Tuesday, April 5, 2011
Finally, I Found Drinking Glasses
We need new drinking glasses. When we combined houses we acquired my husband's pink ones. Pink. That were a wedding present from his first marriage. Accordingly, we need new drinking glasses. I could go to Crate and Barrel and pick some from among the wall of drinking glasses, all perfectly capable of holding water, but I want Drinking Glasses not drinking glasses. I love when you can find everyday objects that are things of beauty. Ergo, Jonathan Adler Drinking Glasses. This picture does not do them justice, and you can't lift a picture of one from jonathanadler.com. But the gray one - its gray on the outside, white on the inside. An object of desire indeed.
Monday, April 4, 2011
What is with Blogger Not Making Paragraphs?

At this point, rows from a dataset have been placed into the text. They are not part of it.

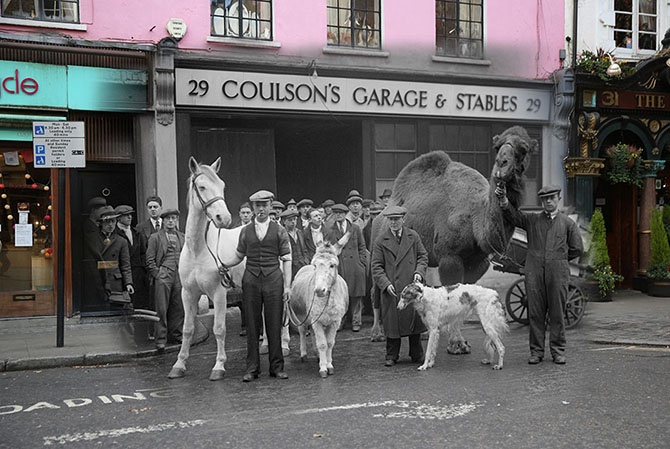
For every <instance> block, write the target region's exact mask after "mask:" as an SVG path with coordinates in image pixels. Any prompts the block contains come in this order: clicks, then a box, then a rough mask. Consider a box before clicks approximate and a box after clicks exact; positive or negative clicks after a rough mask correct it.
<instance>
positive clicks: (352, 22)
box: [327, 0, 381, 49]
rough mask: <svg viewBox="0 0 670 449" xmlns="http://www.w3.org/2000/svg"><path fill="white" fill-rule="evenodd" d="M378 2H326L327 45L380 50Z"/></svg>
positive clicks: (380, 44) (377, 0) (378, 1)
mask: <svg viewBox="0 0 670 449" xmlns="http://www.w3.org/2000/svg"><path fill="white" fill-rule="evenodd" d="M380 3H381V2H380V0H328V6H327V8H328V32H327V38H328V45H334V46H340V47H354V48H377V49H378V48H380V45H381V44H380V43H381V9H380Z"/></svg>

On Saturday it was 89 degrees followed by snow on Sunday. I crap you negative. It is a wonder my sinuses don't explode. But you didn't come here for the retrospective weather report. Have you ever known anybody that is about a month away from a need for an intervention? Tough stuff. However, have you ever watched that show about people with their crazy addictions and thought, for example, that you can totally see why somebody would want to sleep with a hair dryer. I get that. Lots of white noise. Toasty warm. Can't go there. Must not try it. Must not try it. Also, speaking of people who might need an intervention, my husband happened to be travelling to the city with the number 1 Franchise in terms of sales. Two out of the other 3 people we spoke with recently told us to run. This guy, this number one sales guy, would surely be all excited and telling us how great it is. I mean, this guy makes bank. He told my husband to run. (I know what you are thinking. You are thinking, didn't you check this all out before you signed on. Yes - but under a different location concept [mall v. free standing]). Then there are the two venture capitalist guys who are now opening their 3rd store. I mean, obviously its working for them. We need a sign. Because, no, 3 out of 4 people telling us to run hasn't been our sign. I mean, franchisees are an odd lot. One complained about having to send money back to the mother ship. Hello. It is a franchise. Others we question their location. At some point, if you decide to go on, you stop talking to these people.